2 Mart 2023 tarihinde yayınlanmıştır.
Mürşid-i Azîzim Muzaffer Efendi Hazretleri buyurdular ki :
Hastahâneye gitdim, hastahâneye götürdü Niyâzi beni, sabahleyin erkenden. Bir de bakdım bir alay adam orada duruyor. Bir ellerinde oturak, bir ellerinde sidik şişesi. Ne oluyor bu? Kazurat muayenesine gelmişler, sabahın kör saatinde. Allah Allah! Fesübhânallah! Sonra yukarı çıkdık oturduk. Doktor bekliyoruz, gelsin diye. Doktor geldi, ben doktorun yanına girdim. Niyâzi de arkamdan girdi. "Bu kim?" dedi bana. Dedim "Niyâzi Efendi bana hizmet edecek, ceketimi filan tutar benim" filan. "O dışarı çıkacak" dedi. "O çıkamaz, ya ikimiz beraber çıkarız, ya o da kalır". "Peki ikiniz beraber çıkın o zaman" dedi. "Peki çıkalım, nereye gideceğiz?". "Karşıda bir kadın var" dedi, "o kadına gidin sorun o size direktif verecek" dedi. O kadın dedi, "Kan muayenesi, idrar muayenesi, kazurat muayenesi, kalb muayenesi, göz muayenesi, bilmem ne muayenesi". Eyvaaah! Her yer kuyruk dolmuş böyle. Ama çoğu hasta değil. Sopalık hasta. "Acaba hasta mıyız?" diye gidenler. Dedim "İdrar muayenesi nerede olacağız?". "Aşağı Gurabâ" dediler. Bir de bakdım orada, birini gördüm elinde şişeyle. "Yâhu ben buraya yirmi sene evvel gelmişdim, sen buradaydın, gene devâm ediyor musun?". "Evet" dedi. Eyvah! "Niyâzi, sen hemen arabayı tut" dedim. "Tut tut tut, haydi çabuk, yürüyelim biz" dedim. "Sen devâm et" dedim adama.
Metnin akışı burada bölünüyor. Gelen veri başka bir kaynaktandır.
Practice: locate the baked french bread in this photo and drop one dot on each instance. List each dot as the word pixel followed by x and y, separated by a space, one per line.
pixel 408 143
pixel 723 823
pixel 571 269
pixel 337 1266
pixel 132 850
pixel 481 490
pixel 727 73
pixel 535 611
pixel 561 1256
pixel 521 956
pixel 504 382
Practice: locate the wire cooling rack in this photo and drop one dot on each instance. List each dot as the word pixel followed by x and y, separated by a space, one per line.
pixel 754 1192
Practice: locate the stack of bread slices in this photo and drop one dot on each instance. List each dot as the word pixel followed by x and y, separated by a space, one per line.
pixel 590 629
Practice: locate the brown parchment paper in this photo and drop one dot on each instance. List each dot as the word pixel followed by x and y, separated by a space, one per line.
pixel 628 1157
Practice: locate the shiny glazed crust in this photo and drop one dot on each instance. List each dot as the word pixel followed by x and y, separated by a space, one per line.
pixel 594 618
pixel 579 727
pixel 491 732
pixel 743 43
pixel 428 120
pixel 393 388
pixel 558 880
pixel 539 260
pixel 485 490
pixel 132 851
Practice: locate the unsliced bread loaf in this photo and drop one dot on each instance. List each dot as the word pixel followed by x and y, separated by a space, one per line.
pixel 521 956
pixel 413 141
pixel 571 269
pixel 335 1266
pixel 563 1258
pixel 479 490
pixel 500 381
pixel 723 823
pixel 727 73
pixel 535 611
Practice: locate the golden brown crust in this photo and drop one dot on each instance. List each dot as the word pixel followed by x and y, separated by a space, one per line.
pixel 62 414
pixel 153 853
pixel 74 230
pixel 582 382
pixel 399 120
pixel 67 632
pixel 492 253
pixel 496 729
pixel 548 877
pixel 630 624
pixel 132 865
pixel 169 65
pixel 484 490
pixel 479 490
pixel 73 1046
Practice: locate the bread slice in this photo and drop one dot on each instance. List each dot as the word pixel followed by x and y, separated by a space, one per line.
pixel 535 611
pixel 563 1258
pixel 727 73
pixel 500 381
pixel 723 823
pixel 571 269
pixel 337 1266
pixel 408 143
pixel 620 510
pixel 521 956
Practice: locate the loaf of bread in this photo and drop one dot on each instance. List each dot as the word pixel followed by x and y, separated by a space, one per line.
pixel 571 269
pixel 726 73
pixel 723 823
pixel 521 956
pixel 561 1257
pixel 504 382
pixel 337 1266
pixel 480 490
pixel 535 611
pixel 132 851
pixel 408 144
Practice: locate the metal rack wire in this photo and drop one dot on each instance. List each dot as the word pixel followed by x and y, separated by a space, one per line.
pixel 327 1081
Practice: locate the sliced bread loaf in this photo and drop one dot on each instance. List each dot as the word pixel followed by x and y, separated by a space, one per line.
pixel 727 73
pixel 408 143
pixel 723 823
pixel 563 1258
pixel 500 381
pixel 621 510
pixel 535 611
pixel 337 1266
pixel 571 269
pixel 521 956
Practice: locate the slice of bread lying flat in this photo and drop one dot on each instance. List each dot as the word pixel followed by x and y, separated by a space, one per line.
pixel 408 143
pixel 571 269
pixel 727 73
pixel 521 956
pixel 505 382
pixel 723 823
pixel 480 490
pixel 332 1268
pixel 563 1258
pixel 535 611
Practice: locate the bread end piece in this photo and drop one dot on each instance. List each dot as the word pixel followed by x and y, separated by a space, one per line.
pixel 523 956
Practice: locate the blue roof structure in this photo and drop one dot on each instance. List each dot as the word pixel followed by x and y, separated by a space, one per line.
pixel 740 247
Efendi Hazretleri, ufak tefek hastalıklara hiç aldırmaz, doktora, hastahâneye filan gitmez, bıçak kemiğe dayanıncaya kadar sabrederlerdi. Nitekim bir seferinde şöyle buyurdular :
Ben öyle ufak tefek hastalıklara kulak vermem. Gelirim ben, zikrullaha, ibâdete hep gelirim. Hastayken gelirim, iyi olur giderim. Bazı adam vardır benim hasta olduğum gibi olsa, hiç kalkmaz yatağından, kuluçkaya yatar gibi yatar. Ben hasta oldum mu yürürüm dışarıya doğru. Meğer ki devrileyim yollarda filan. Nitekim de öyle oldu, Amerika'ya gitdiğim vakitde, yıkıldım, tutdular götürdüler, ameliyata yatırdılar beni. Ameliyat oldum yani.
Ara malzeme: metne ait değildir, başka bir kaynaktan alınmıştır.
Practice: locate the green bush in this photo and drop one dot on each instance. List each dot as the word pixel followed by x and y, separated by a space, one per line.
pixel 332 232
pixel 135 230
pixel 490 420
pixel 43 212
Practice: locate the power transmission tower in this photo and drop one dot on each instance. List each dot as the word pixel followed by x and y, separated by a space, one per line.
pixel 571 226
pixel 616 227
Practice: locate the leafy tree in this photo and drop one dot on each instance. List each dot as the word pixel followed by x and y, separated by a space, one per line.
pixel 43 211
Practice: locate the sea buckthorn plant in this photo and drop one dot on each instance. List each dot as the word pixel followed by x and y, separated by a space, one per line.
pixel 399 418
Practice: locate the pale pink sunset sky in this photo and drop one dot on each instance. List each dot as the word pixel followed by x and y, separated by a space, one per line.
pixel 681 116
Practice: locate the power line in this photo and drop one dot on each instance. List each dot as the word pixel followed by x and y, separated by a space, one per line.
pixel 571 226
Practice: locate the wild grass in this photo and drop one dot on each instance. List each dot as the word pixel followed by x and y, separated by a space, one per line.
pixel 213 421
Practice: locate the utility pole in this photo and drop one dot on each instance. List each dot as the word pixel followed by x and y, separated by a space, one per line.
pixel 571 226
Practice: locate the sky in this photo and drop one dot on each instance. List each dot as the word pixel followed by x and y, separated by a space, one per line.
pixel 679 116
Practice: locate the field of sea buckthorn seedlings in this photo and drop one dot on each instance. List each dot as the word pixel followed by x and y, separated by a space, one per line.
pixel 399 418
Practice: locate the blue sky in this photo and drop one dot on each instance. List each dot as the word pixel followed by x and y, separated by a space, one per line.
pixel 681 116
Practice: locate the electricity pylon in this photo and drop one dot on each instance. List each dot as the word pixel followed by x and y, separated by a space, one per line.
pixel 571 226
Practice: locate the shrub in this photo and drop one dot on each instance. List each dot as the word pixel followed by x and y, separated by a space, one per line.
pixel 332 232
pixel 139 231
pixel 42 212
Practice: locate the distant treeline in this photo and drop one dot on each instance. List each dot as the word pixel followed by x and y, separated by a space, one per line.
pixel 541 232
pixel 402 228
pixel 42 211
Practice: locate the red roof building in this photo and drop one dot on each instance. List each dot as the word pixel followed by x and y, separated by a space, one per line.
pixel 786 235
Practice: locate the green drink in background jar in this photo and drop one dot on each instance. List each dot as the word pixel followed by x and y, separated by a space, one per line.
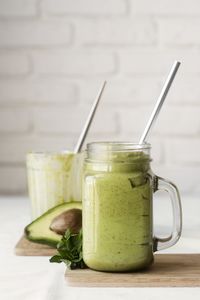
pixel 53 178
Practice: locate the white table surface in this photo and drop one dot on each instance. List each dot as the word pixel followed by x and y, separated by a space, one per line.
pixel 27 278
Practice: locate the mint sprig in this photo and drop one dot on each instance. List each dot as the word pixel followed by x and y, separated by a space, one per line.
pixel 70 251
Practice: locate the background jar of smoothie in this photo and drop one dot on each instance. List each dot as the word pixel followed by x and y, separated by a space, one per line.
pixel 53 178
pixel 117 207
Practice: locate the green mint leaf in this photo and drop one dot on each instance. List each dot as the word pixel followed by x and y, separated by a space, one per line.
pixel 70 251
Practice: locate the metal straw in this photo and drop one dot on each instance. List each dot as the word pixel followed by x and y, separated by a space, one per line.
pixel 84 132
pixel 160 101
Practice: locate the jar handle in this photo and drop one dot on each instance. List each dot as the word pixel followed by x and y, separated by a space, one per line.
pixel 161 184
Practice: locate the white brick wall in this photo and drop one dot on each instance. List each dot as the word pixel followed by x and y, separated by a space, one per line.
pixel 54 55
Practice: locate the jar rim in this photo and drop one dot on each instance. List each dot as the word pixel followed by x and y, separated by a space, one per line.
pixel 117 146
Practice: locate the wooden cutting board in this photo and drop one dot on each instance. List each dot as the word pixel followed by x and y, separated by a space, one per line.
pixel 26 248
pixel 168 270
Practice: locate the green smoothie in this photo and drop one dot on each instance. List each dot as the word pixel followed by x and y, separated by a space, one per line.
pixel 53 178
pixel 117 212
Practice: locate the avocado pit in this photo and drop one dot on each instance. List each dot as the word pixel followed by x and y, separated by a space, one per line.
pixel 70 219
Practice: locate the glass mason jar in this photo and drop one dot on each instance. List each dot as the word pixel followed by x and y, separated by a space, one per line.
pixel 53 178
pixel 118 187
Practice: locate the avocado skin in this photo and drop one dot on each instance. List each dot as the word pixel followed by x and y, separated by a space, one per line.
pixel 39 231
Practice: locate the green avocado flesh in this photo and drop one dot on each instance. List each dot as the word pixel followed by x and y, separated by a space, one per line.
pixel 39 230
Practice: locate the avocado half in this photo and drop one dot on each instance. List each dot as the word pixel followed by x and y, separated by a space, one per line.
pixel 40 230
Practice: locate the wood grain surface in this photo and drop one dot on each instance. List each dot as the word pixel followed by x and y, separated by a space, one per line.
pixel 168 270
pixel 26 248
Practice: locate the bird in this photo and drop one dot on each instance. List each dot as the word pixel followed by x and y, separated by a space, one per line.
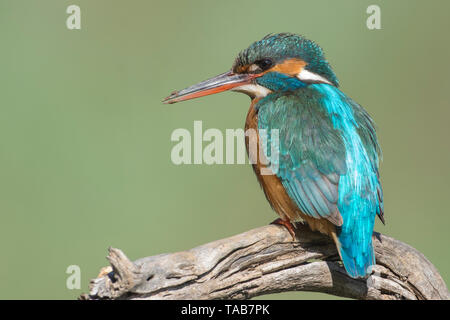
pixel 325 170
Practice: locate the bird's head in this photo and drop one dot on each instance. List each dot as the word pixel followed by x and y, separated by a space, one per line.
pixel 277 62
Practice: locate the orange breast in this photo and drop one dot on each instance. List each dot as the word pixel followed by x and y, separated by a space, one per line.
pixel 272 186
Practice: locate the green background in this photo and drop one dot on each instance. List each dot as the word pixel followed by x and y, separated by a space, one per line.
pixel 85 140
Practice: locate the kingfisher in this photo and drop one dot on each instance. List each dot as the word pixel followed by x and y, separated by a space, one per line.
pixel 327 156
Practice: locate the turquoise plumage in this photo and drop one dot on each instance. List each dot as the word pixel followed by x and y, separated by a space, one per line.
pixel 328 161
pixel 325 162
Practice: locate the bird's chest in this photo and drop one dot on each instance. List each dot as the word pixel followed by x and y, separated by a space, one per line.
pixel 271 185
pixel 273 189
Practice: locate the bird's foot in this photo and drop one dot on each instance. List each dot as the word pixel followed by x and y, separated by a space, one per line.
pixel 287 224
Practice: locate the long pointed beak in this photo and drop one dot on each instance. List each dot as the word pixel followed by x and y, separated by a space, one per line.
pixel 222 82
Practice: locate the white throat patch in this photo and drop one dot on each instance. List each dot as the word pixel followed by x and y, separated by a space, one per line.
pixel 306 75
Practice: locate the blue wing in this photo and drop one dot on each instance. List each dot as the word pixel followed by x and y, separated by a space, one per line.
pixel 327 160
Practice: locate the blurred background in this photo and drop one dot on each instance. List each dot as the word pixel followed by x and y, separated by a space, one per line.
pixel 85 140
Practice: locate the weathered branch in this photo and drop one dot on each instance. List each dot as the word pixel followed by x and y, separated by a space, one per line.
pixel 266 260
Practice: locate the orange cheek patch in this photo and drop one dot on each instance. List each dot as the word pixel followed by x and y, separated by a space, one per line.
pixel 290 67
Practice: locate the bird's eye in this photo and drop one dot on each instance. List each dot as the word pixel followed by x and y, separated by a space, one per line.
pixel 264 64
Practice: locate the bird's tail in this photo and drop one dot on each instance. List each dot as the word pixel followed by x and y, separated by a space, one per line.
pixel 358 256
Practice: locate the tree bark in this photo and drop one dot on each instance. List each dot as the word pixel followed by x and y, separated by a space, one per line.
pixel 266 260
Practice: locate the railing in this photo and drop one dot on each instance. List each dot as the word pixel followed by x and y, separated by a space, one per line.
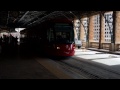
pixel 106 46
pixel 117 47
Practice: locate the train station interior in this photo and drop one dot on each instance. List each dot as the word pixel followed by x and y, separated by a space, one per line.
pixel 21 52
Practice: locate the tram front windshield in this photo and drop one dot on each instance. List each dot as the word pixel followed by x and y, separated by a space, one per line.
pixel 64 33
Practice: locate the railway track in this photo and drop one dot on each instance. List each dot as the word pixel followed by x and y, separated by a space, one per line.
pixel 86 70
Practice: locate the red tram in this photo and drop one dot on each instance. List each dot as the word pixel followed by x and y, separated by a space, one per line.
pixel 56 37
pixel 59 38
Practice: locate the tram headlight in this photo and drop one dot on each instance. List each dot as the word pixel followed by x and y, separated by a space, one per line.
pixel 58 47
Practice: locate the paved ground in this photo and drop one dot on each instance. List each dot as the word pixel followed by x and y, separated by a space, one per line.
pixel 20 64
pixel 104 59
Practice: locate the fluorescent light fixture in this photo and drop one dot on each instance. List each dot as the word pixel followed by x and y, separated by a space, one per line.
pixel 19 29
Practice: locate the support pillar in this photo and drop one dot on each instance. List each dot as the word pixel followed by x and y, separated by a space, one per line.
pixel 91 29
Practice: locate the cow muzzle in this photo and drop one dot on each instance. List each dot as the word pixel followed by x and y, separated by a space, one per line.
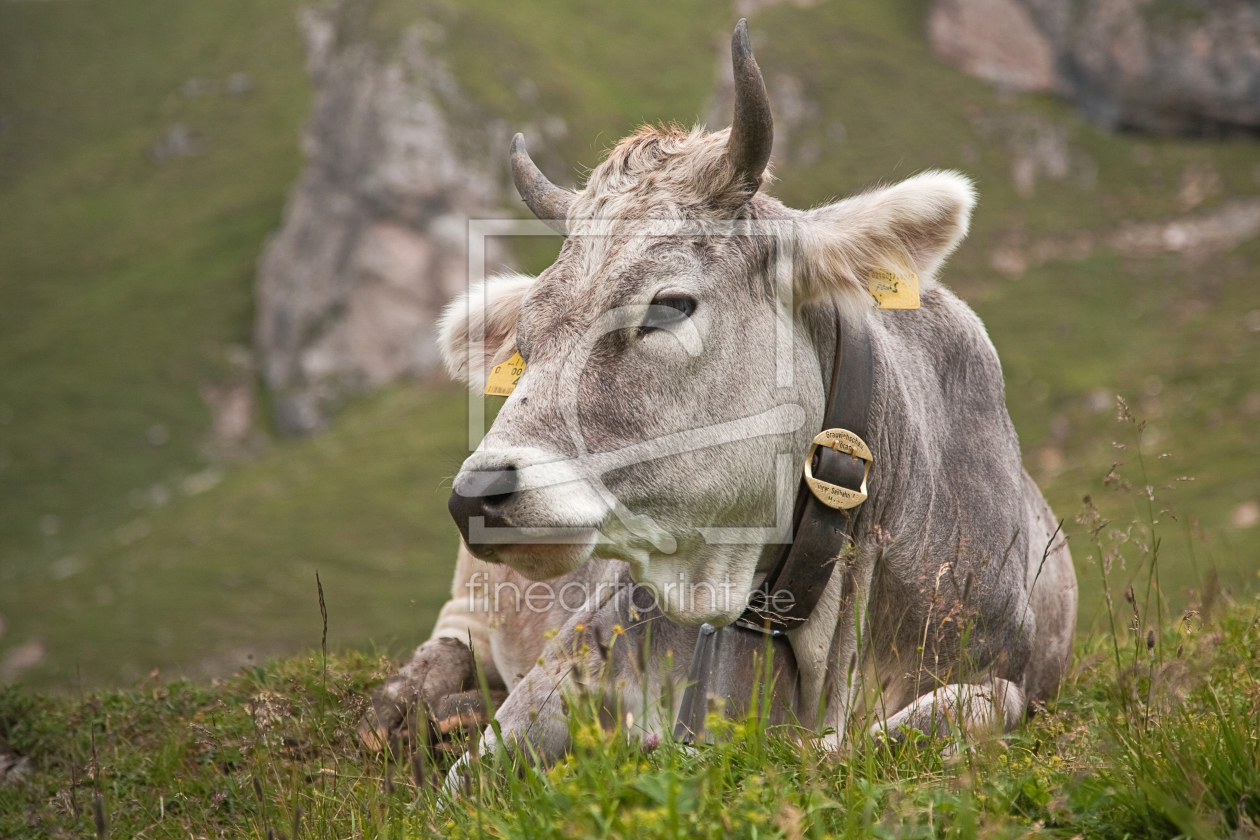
pixel 528 509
Efendi Hazretleri, hapur hupur yiyip içen insanları da hasta olarak kabûl etmezlerdi. "Hasta, yemeğe iştahı olmayan adamdır" buyururlardı. "Hasta aş koymaz tasda" misâli yiyip içen insanların ya numara yapdığını ya da hastalık hastası olduğunu söylerlerdi. Bazen de latîfe yollu, "Hasta dediğin, ağzına zemzem, kulağına Yâsin okunan adamdır" buyururlardı.
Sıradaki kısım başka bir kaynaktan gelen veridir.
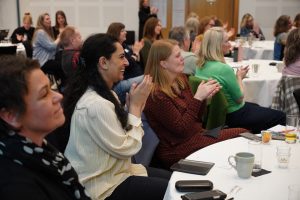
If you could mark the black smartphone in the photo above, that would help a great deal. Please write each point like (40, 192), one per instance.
(207, 195)
(193, 185)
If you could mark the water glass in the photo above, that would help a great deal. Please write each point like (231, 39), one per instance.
(283, 155)
(255, 147)
(294, 192)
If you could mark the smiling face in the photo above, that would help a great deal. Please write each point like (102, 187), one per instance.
(47, 21)
(43, 108)
(122, 36)
(113, 69)
(174, 64)
(157, 29)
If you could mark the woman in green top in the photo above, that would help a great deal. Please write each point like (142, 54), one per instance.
(212, 65)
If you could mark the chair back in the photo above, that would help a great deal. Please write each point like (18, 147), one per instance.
(149, 144)
(284, 99)
(296, 94)
(216, 110)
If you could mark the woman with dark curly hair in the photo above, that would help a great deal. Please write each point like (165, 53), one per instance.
(292, 54)
(103, 135)
(282, 26)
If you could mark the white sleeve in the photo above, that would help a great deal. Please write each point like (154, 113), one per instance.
(106, 130)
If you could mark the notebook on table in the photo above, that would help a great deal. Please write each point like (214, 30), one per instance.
(192, 166)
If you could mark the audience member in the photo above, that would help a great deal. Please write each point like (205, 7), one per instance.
(292, 54)
(71, 42)
(44, 47)
(282, 26)
(152, 32)
(249, 26)
(60, 23)
(296, 23)
(30, 167)
(133, 72)
(192, 25)
(205, 23)
(212, 65)
(173, 112)
(182, 36)
(24, 34)
(103, 136)
(145, 12)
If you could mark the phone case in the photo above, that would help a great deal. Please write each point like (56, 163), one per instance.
(193, 185)
(192, 166)
(208, 195)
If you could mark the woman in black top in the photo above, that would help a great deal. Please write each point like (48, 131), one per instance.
(24, 34)
(30, 167)
(145, 13)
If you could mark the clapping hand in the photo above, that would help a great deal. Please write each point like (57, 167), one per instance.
(207, 89)
(242, 71)
(138, 94)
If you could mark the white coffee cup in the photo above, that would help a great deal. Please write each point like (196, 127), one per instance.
(244, 162)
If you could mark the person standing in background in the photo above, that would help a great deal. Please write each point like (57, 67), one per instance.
(145, 12)
(152, 32)
(248, 26)
(24, 34)
(60, 23)
(282, 27)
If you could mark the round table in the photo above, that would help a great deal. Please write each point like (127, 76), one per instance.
(269, 186)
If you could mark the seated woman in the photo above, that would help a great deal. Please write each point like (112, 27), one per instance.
(24, 34)
(60, 23)
(70, 40)
(103, 136)
(282, 27)
(172, 111)
(248, 26)
(133, 72)
(152, 32)
(44, 47)
(30, 167)
(212, 65)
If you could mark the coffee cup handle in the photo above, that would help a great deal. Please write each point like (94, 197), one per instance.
(230, 162)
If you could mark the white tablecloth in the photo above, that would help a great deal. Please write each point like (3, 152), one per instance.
(258, 50)
(272, 186)
(260, 88)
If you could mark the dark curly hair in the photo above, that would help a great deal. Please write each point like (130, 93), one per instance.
(292, 47)
(14, 71)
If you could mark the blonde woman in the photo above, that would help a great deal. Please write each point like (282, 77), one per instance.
(211, 64)
(248, 26)
(173, 112)
(44, 47)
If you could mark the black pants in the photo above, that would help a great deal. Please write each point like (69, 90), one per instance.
(146, 188)
(255, 118)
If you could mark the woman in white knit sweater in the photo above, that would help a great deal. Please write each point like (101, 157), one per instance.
(103, 136)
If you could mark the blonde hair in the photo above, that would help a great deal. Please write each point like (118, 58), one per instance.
(192, 25)
(27, 18)
(161, 50)
(212, 46)
(246, 18)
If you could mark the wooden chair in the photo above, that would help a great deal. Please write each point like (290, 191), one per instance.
(215, 115)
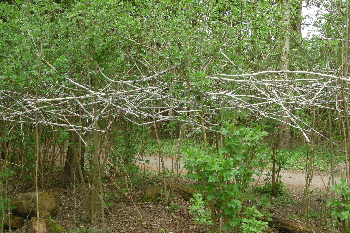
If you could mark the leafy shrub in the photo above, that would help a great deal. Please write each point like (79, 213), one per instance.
(225, 177)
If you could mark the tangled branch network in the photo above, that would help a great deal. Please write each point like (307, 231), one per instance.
(278, 95)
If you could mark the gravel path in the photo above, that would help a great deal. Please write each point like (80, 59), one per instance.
(291, 179)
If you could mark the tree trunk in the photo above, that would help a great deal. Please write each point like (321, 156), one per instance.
(74, 163)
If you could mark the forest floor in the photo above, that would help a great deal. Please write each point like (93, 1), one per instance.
(125, 212)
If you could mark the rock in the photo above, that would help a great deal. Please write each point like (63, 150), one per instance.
(13, 221)
(152, 193)
(43, 226)
(25, 204)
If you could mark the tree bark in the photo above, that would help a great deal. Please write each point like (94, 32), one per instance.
(74, 163)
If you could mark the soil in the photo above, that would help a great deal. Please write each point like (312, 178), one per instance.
(125, 212)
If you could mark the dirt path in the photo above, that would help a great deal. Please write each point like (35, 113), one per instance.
(291, 179)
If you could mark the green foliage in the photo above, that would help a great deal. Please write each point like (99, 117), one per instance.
(225, 177)
(200, 213)
(341, 205)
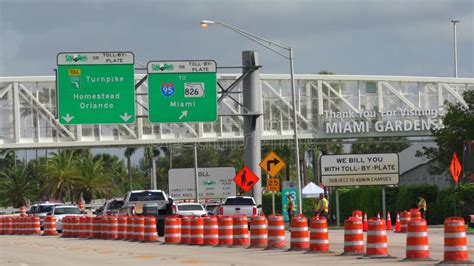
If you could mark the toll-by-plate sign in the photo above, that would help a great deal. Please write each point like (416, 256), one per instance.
(359, 169)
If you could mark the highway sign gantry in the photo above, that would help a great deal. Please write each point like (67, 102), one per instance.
(182, 91)
(96, 88)
(272, 164)
(246, 179)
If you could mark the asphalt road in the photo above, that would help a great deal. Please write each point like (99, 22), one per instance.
(53, 250)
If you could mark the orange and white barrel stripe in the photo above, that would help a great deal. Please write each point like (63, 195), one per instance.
(455, 241)
(353, 237)
(377, 238)
(276, 232)
(150, 234)
(211, 231)
(240, 231)
(404, 219)
(318, 237)
(172, 229)
(196, 231)
(185, 229)
(258, 232)
(417, 240)
(225, 228)
(299, 233)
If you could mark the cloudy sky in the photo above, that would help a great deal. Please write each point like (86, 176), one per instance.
(378, 37)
Dikkat ederseniz bugün de vaziyet aynı. Hastahâneleri ve sağlık ocaklarını dolduran insanların pek çoğu hasta filan değil. İsterseniz sorun tanıdığınız doktorlara, sağlıkçılara filan. Bu insanların önemli bir kısmında ciddî bir rahatsızlık yok, kendiliğinden geçebilecek basit rahatsızlıklar sebebiyle gidiyorlar oralara. Hani kedi bir tarafını görmüş yara zannetmiş kabîlinden. Bir kısmında da hiç bir rahatsızlık yok, ya evham, vesvese yâhud da ilgi ve şefkat eksikliği sebebiyle meşgûl ediyorlar sağlık kurumlarını.